No increase in premiums is necessary to raise coverage, although
the cost of insurance will increase to reflect the new amount.
(Increases may require evidence of insurability, while decreases
are subject to policy minimums.) You can choose a level or
an increasing death benefit option. The total death benefit
under either option is either the face amount in the policy
or the face amount plus the fund value. Fund value accumulations
are tax-deferred, as with any permanent life insurance product.
Variable Life
Variable Life provides death benefits and account values
that vary with the performance of the policy's separate account
funds. You can allocate your premiums among a variety of investments
offering different degrees of risk and reward - stocks, bonds,
combinations of both, or accounts that guarantee interest
and principal. If you are interested in a variable life contract,
contact Miller and Wade Group to give you a prospectus. The
prospectus details policy expenses, contract provisions and
historical performance information for the investment funds.
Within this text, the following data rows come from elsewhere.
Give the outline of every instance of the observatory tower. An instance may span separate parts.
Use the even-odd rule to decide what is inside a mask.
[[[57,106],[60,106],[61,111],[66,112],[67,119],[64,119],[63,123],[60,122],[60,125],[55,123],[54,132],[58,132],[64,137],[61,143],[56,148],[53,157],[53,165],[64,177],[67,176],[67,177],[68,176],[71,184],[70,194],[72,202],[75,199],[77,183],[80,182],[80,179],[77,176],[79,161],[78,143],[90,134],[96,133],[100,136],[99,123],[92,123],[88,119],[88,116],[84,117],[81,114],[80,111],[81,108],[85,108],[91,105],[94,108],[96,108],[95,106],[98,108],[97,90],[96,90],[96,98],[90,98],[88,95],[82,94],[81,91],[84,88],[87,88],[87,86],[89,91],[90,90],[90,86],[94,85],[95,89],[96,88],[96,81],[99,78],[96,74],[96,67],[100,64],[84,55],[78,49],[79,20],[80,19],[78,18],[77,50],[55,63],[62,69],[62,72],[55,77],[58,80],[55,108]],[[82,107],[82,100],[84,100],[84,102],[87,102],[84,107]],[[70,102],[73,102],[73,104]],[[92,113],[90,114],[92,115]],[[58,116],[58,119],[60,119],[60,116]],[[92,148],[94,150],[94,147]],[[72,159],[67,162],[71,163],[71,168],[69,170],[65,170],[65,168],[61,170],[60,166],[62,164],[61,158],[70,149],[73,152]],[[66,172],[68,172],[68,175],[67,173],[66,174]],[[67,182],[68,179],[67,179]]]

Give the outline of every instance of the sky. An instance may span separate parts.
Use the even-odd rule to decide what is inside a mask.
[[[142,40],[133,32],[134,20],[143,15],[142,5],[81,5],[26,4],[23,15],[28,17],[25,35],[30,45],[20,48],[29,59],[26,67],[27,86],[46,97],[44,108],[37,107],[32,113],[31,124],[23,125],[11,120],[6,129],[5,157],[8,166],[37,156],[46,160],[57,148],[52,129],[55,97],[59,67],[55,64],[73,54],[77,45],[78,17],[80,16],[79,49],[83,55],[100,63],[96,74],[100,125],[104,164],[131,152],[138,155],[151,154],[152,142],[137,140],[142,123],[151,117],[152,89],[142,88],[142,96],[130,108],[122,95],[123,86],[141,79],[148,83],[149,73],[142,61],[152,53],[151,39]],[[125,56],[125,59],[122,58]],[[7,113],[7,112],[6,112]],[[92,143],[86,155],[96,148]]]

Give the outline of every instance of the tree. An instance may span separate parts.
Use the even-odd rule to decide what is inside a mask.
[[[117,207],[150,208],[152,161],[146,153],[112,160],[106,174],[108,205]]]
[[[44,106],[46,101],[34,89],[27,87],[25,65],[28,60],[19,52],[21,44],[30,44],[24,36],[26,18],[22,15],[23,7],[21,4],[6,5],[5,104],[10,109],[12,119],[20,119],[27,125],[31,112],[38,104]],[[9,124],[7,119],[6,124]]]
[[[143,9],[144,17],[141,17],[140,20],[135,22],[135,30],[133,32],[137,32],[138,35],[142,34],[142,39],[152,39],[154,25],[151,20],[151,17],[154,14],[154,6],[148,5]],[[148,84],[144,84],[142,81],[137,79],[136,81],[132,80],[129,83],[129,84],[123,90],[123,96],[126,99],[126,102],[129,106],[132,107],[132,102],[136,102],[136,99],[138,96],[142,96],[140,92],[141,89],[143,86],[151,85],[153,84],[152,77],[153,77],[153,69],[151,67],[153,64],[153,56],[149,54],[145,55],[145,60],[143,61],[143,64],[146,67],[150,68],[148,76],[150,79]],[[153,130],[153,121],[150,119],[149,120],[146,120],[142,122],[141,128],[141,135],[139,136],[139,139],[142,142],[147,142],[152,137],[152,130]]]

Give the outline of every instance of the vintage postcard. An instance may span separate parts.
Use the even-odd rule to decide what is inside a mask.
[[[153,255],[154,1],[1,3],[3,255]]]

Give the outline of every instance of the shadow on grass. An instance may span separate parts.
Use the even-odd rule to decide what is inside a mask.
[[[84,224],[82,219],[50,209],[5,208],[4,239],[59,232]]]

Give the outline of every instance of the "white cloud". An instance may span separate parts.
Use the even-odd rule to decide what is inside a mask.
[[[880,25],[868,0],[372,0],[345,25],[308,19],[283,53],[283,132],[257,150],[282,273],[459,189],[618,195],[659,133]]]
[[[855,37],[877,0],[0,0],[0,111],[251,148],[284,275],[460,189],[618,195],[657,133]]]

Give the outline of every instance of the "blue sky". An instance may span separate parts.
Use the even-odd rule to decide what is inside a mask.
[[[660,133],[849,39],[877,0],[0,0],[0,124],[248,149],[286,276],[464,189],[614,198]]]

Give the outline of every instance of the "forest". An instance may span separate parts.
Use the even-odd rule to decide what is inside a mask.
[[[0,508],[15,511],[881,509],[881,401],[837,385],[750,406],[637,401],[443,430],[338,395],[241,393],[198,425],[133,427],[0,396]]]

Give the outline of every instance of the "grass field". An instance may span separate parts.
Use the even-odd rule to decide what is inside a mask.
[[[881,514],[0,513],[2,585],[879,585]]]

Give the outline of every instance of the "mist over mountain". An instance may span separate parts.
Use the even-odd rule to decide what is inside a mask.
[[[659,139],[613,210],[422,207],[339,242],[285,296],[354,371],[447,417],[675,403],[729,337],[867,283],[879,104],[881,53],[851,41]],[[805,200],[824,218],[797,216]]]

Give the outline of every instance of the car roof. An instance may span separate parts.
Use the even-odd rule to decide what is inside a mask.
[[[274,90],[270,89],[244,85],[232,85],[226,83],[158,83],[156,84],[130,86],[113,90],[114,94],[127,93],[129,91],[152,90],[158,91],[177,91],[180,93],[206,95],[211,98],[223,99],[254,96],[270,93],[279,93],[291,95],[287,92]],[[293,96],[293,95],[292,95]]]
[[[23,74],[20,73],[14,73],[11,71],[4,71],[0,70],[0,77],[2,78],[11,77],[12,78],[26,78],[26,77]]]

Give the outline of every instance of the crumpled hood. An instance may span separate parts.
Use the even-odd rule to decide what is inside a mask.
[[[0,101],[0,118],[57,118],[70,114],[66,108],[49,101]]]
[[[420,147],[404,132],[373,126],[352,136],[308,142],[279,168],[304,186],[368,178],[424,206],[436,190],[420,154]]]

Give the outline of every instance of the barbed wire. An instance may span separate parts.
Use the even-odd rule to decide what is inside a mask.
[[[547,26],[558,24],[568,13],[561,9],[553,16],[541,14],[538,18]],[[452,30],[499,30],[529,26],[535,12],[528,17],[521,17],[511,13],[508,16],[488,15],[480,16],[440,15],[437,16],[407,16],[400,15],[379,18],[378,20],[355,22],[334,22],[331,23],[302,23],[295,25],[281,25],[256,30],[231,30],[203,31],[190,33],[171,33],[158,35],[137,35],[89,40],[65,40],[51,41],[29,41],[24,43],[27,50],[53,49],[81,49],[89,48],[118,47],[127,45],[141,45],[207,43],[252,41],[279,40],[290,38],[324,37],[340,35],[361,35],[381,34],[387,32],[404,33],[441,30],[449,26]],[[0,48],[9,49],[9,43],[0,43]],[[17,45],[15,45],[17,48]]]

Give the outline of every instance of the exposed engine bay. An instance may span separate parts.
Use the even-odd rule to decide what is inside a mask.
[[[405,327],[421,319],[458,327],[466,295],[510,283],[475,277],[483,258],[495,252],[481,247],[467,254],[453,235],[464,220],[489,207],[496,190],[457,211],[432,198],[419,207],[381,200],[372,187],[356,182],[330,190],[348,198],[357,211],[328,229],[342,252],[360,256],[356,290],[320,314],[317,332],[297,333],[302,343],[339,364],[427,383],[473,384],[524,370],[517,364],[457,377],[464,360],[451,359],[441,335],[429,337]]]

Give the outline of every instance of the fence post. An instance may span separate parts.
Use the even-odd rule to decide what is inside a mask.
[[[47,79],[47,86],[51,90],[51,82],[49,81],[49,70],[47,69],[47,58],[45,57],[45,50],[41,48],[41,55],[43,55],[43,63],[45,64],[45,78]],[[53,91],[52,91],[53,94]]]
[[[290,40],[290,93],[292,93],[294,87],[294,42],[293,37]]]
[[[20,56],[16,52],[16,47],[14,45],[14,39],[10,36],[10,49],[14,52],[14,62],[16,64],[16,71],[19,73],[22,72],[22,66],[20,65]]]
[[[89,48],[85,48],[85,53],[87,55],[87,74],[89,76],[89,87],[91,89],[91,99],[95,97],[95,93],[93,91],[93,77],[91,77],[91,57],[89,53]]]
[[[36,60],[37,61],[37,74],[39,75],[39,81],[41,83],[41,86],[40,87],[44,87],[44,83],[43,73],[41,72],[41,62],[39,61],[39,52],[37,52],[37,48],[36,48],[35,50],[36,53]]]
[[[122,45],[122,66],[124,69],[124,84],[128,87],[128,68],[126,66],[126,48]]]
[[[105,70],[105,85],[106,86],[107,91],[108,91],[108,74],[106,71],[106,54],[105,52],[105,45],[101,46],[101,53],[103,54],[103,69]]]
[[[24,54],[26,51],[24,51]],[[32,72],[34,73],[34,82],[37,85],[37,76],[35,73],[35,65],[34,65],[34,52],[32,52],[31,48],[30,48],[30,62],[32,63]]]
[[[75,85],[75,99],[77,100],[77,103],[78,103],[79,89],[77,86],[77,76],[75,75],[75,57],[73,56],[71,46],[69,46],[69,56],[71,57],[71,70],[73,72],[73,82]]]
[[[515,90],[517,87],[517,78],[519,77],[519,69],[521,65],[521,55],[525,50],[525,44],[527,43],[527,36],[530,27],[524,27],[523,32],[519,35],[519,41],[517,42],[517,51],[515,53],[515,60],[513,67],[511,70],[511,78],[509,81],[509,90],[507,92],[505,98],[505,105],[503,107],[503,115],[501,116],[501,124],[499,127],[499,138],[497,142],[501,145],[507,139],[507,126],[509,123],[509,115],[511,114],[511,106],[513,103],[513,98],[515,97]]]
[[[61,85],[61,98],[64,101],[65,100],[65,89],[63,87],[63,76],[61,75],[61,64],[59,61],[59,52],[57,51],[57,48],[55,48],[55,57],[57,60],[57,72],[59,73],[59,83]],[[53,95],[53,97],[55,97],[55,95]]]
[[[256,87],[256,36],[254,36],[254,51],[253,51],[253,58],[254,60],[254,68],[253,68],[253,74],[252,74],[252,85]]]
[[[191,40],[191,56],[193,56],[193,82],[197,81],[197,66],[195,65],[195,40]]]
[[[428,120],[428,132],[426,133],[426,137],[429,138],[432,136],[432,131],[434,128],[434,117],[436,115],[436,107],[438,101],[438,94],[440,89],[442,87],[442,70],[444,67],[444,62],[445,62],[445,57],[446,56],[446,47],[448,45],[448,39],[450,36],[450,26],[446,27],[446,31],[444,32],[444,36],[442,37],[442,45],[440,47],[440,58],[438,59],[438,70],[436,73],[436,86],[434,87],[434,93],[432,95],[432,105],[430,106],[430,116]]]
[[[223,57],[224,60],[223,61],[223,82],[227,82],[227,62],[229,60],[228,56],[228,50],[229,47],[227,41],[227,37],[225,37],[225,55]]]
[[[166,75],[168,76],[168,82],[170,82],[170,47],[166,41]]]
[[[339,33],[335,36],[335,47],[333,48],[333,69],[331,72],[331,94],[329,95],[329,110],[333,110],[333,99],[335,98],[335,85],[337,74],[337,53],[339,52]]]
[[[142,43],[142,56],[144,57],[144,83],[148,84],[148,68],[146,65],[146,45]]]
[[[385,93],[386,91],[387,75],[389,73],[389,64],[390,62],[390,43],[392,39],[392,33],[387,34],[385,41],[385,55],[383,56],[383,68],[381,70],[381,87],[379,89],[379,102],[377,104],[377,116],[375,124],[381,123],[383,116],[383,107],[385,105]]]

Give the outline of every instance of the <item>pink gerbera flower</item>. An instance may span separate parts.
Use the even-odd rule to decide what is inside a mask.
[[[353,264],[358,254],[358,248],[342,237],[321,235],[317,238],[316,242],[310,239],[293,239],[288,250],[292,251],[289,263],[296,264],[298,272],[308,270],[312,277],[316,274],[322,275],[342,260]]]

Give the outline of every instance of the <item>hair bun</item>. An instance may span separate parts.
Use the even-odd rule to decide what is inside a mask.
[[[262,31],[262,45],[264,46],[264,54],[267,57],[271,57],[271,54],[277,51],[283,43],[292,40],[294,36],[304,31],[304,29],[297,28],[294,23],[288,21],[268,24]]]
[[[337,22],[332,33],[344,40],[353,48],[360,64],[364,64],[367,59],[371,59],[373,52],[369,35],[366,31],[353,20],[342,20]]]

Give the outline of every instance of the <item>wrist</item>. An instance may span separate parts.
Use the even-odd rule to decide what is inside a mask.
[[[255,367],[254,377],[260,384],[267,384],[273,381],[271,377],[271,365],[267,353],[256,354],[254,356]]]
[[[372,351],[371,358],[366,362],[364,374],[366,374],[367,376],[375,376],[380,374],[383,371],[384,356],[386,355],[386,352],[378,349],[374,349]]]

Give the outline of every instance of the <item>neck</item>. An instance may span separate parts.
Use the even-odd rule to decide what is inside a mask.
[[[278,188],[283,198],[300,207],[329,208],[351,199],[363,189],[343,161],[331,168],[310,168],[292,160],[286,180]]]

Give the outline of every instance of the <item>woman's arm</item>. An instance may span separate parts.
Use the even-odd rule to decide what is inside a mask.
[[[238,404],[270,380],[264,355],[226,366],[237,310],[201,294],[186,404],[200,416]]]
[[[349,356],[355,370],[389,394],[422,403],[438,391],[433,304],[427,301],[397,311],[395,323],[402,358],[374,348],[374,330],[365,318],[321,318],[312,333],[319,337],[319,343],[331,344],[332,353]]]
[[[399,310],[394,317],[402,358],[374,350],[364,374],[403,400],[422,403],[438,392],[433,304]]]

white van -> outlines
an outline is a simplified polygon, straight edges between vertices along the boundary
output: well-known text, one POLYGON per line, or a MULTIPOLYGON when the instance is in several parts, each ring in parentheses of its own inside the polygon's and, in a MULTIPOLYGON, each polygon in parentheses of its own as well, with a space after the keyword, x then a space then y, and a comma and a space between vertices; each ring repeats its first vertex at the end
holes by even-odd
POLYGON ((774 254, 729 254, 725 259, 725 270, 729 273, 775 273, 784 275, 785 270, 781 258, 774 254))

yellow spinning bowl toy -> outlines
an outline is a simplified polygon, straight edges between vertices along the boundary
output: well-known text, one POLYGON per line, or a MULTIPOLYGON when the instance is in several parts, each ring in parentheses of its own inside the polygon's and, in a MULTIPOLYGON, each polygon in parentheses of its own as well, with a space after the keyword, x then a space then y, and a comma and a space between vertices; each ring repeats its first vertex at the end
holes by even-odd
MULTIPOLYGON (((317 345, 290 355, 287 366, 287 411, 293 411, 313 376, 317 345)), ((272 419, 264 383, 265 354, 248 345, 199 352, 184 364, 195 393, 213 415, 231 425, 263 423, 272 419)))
The account value of a variable life policy is not guaranteed
and you bear the investment risk. However, by choosing among
the available fund options, you can diversify your assets
to help meet your objectives and risk tolerance. Good sub-account
performance can lead to higher account values and death benefits.
Conversely, if the sub-accounts perform poorly, account values
and death benefits will drop. Some policies guarantee death
benefits cannot drop below a minimum level.
Advantages of Permanent Life Insurance
- As
long as sufficient premiums are paid, protection is guaranteed
for life
- Your
first premium payment creates an immediate estate, payable
in full at death - regardless of how soon death occurs.
- There
are generally no probate or administration costs or delays
in settling an insurance claim if the proceeds are payable
to a named beneficiary.
- Generally,
life insurance proceeds are income tax free.
- Premium
costs can be fixed or flexible to meet personal financial
needs.
- The
policy accumulates a cash value against which you can borrow,
although the loan will reduce policy values.
- The
policy's cash value can be surrendered, in part or in total,
for cash.
- The
cash can then be used to purchase an annuity (to provide
an income over a person's lifetime or over a specified period).
- A "rider
can be added to a policy to provide the option to purchase
additional insurance without taking a medical exam or having
to furnish evidence of insurability.
Additional Features
"Riders" that provide additional benefits
can be added to a policy. With a "waiver of premium for disability"
rider, if you become totally disabled for a specified period,
you may not have to pay premiums for the duration of the disability.
An "accidental death benefit" pays an additional benefit in
case of death resulting from an accident.